Go-Jek, which closed a $1.5 billion funding round in February, says it intends to spend $500 million on its international expansion.

However, Go-Jek will not at this stage be offering its full range of services outside Indonesia. The company has made a heavy push into fintech and payments in Indonesia, including the purchase of three companies in December. It is sticking to its ride-hailing roots as it expands, at a time when both homegrown companies including Grab and China's expansive fintech players are seeking their share of Southeast Asia's digital wallet.

"We have been considering international expansion for a long time and wanted to make sure that we initiate a plan when we’re in the strongest possible position to do so," said Andre Soelistyo, Go-Jek's president.

“Our most recent funding saw the addition of a significant number of strategic investors both Indonesian and global. We are therefore confident that we have the support needed to take one of the most amazing growth stories in the world from being an Indonesian phenomenon to a regional one.”

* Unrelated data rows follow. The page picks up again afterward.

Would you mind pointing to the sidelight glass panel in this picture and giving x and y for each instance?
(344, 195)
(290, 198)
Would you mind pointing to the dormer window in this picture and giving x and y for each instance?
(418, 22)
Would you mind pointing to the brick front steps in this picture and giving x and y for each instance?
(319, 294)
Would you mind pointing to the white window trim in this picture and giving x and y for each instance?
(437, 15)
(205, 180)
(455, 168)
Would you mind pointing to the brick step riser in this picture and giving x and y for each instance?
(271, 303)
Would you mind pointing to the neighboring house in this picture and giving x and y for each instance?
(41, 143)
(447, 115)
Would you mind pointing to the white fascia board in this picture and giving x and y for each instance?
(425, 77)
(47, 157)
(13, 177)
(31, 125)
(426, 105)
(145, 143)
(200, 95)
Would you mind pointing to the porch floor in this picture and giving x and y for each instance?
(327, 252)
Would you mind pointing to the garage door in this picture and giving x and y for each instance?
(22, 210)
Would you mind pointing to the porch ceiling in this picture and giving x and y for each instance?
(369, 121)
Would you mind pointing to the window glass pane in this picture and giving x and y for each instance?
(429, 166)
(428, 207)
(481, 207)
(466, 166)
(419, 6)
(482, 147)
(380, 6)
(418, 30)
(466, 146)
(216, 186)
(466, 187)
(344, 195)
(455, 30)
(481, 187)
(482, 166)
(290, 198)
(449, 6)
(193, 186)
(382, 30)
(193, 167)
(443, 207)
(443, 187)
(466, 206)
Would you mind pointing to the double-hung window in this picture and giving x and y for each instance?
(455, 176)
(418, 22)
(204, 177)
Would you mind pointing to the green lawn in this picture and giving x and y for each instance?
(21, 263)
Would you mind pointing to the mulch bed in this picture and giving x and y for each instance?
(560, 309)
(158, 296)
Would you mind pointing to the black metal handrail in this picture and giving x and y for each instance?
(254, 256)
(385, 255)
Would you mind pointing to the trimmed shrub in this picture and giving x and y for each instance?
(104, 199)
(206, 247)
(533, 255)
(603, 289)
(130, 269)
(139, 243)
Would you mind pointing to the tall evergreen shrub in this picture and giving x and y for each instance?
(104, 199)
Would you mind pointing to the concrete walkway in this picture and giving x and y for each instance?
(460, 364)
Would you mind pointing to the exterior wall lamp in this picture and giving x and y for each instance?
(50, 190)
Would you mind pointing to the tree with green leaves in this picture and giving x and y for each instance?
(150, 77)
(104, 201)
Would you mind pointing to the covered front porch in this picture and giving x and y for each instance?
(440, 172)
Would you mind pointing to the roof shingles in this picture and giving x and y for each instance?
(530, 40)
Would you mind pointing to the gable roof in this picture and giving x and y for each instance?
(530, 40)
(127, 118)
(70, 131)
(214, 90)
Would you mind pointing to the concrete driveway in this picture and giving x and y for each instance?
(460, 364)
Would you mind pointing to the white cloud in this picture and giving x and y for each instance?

The most recent funding round saw the likes of Astra International, Google, JD.com, Meituan, Tencent and Singapore state investor Temasek back Go-Jek, according to the press release announcing the expansion.

Investors will now want to keep an eye not just on how Go-Jek is received in its new territories and who its new partners will be, but also its impact on Grab. As regulators continue to scrutinise the merger with Uber, one question is – will the arrival of a competitor make that deal more palatable to the authorities?

"As to whether Go-Jek’s announcement will alleviate the regulatory pressure on Grab, it depends on the metrics used by the different countries’ regulators," said analyst Corrine Png, founder and CEO of Crucial Perspectives. 

"If regulators can be satisfied by simply having the presence of two ride-hailing giants (Go-Jek and Grab) in their respective countries then Grab’s regulatory problems are over. But if regulators are looking at metrics such as market share levels or comparing commuter fares before and after the Grab-Uber deal then it is likely that these regulatory probes will require much more time to conclude."

Meanwhile in another sign of the growing internationalisation of the sharing economy, Chinese bike-sharing giant Mobike announced its first venture into India, launching its services in the city of Pune.